O
seu filho Ganimedes foi raptado por Zeus, que se tinha
apaixonado pelo belo rapaz, para grande lamento de Laomedonte.
Zeus, comovido, enviou Hermes para lhe dar dois cavalos
que eram tão rápidos que podiam correr sobre
a água. Zeus também assegurou que Ganimedes
se tornaria imortal.
Foi
auxiliado por Posídon e Apolo, que tinham ofendido
Zeus e foram castigados a servirem Laomedonte, a contruir
as grandes muralhas de Tróia. Laomendonte prometeu-lhes
uma recompensa pelo trabalho. Porém, quando tudo
foi concluído, Laomedonte recusou-se a dar-lhes
o prémio prometido e Poseídon, furioso pela
quebra da promessa, enviou um monstro marinho para o território
de Tróia, que devastou a cidade e a região.
Aconselhados
por um oráculo, os troianos sacrificavam de tempos
a tempos uma mulher para apaziguar a fúria de Posídon.

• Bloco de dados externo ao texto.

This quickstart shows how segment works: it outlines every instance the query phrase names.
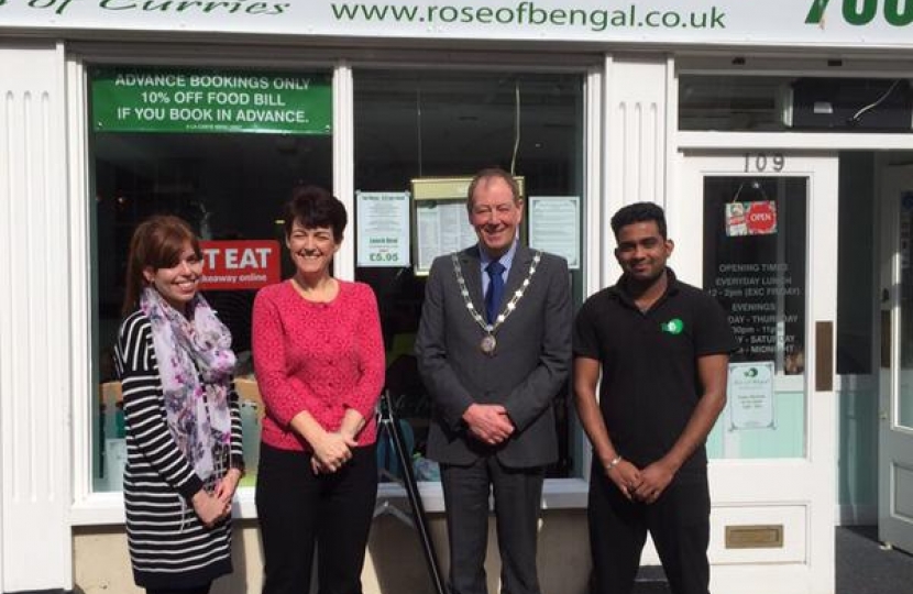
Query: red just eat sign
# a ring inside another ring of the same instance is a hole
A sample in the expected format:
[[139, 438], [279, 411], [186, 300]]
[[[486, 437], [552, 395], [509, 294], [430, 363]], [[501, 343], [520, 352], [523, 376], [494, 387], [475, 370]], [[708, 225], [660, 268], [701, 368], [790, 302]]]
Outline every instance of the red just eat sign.
[[748, 202], [745, 224], [749, 235], [772, 235], [777, 232], [777, 202], [762, 200]]
[[279, 242], [201, 241], [202, 290], [237, 290], [279, 282]]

Numa das ocasiões, a mulher a sacrificar era Hesíone,
a filha de Laomedonte. Aconteceu que Héracles estava
a regressar da sua expedição contra as Amazonas,
e ele prometeu salvar Hesíone matando o monstro
marinho, se lhe fosse prometido que Laomedonte lhe daria
os cavalos divinos que possuía, oferecidos por
Zeus. Laomedonte concordou, e Héracles matou o
monstro, mas a promessa foi quebrada. Héracles
então matou Laodemonte e os seus filhos, à
excepção de Podarge, que lhe deu um véu
dourado, oferecido pela sua irmã Hesíone.
Esta foi depois dada a Télamon e Podarge a partir
desse dia ficou conhecido como Príamo.